What if there is an epidemic, like during a major world/economic shock, more bankruptcies, house market crash, etc. Suicide rate doubles (from very rare to less rare). In the RER era, of course. Some potential efficiencies I can see:
- Cameras on the locomotive, forward, sideways, and back-facing (on little bumps). If that is something train drivers are comfortable with. This provides the video surveillance needed, to reduce investigation time.
- A better database of multiple coroners. Often, the favoured or nearest coronor isn't necessarily the one able to reach the site fastest. Build a database of all of them along a transit route, and get two enroute concurrently. Pay all of them, but the first one that shows, does the gruesome work.
- Site access sped up with a site acess plan, like more vans or pickup trucks with deployable railwheels, stationed at strategic points along the route. Less back and fourth time trying to get access. This is for making other purposes such as maintenance and fixing switches more efficient too, so this expense would not just be for this situation.
- Improved dispatching system (if needed) for the replacement crew integrated with dispatch for coronor, as they may need to ride in via the same access if it is found more efficient; It is a real technology endeavour, Coronor Dispatch Systems actually exist and they are always being improved on (e.g.
this powerpoint)
- More trespassing protection.

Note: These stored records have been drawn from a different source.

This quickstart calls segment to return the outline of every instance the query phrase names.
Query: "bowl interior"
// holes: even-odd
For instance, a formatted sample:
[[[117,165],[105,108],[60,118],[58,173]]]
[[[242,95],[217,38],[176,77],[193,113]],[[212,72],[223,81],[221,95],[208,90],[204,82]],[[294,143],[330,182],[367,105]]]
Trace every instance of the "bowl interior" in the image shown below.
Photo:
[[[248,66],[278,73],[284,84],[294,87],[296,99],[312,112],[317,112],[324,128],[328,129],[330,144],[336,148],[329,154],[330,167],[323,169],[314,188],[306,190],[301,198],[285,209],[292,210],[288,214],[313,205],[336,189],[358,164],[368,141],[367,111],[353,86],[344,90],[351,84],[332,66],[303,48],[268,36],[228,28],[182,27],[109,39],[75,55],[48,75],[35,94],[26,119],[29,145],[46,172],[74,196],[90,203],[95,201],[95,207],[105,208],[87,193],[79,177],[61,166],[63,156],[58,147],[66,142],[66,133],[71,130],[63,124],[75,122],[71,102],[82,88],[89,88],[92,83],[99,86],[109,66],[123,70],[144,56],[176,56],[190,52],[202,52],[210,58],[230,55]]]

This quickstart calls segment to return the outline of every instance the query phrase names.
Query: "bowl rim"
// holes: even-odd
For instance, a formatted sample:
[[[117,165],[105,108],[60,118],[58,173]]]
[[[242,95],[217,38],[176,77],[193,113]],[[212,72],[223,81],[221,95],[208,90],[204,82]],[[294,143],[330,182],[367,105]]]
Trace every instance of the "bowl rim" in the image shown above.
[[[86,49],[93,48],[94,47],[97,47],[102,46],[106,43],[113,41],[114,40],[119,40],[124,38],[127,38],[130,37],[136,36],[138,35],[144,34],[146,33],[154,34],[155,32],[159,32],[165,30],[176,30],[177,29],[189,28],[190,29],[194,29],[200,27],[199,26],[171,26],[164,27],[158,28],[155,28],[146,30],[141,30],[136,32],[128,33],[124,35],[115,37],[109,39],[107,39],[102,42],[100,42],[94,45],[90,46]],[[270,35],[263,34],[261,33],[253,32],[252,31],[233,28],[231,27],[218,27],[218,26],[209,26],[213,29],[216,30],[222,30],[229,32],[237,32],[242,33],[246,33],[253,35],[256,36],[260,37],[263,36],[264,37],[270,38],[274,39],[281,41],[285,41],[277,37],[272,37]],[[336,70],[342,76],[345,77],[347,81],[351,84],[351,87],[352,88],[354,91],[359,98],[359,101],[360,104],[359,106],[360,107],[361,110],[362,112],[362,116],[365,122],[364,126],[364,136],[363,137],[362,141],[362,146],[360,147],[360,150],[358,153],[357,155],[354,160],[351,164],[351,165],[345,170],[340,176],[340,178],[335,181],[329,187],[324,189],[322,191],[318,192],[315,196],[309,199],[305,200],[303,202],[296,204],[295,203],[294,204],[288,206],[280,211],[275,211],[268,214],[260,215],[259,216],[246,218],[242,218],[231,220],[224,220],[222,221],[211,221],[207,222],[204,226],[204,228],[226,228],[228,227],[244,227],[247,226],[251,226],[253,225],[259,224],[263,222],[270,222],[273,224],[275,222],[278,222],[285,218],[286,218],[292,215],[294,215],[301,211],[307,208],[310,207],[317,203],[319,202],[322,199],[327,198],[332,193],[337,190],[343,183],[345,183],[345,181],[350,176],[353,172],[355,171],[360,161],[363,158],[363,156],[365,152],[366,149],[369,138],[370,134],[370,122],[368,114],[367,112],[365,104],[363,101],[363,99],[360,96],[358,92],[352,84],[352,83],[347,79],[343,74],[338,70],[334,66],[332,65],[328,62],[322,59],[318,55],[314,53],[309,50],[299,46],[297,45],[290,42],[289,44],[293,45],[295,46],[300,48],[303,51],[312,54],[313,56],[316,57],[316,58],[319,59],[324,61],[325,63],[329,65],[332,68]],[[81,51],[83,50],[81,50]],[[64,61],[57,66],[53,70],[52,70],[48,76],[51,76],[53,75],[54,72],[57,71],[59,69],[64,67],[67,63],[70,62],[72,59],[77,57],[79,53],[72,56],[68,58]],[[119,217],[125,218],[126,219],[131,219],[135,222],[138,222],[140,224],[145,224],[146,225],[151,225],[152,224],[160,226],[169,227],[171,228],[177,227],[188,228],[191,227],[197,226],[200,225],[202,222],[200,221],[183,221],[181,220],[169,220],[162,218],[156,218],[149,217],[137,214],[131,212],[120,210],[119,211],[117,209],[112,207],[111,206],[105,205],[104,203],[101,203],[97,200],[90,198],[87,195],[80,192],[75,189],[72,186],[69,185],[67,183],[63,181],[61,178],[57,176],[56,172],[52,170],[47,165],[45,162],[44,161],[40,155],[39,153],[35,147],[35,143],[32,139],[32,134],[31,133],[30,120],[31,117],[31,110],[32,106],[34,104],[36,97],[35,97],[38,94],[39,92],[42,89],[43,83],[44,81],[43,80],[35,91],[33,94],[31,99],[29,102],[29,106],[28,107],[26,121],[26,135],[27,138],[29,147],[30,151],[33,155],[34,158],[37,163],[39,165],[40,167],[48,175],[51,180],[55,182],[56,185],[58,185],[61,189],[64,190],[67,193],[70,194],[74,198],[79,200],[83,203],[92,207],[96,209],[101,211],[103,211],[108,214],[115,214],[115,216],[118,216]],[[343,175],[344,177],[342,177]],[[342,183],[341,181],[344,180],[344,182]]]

There has historically been clusters of problem areas - partly because of larger number of grade crossings
- Retrospective analysis for each incident. Find the weak links. Get Metrolinx to research what the police appreciates, e.g. Less waiting for coronor, or easier access, etc. See what tweaks
With various combinations above, the bottleneck will usually simply be train crew replacement (a logistics that Metrolinx can more control themselves). Save an hour or two total, which can affect 50,000 people in transit during peak hour on one line.
It may not be needed now but the low lying apples like locomotive cams, need to be looked into. Car dash cams cost only 50 bucks, begin with a couple of those from the window, and later expand to a higher end system that mounts on the outside.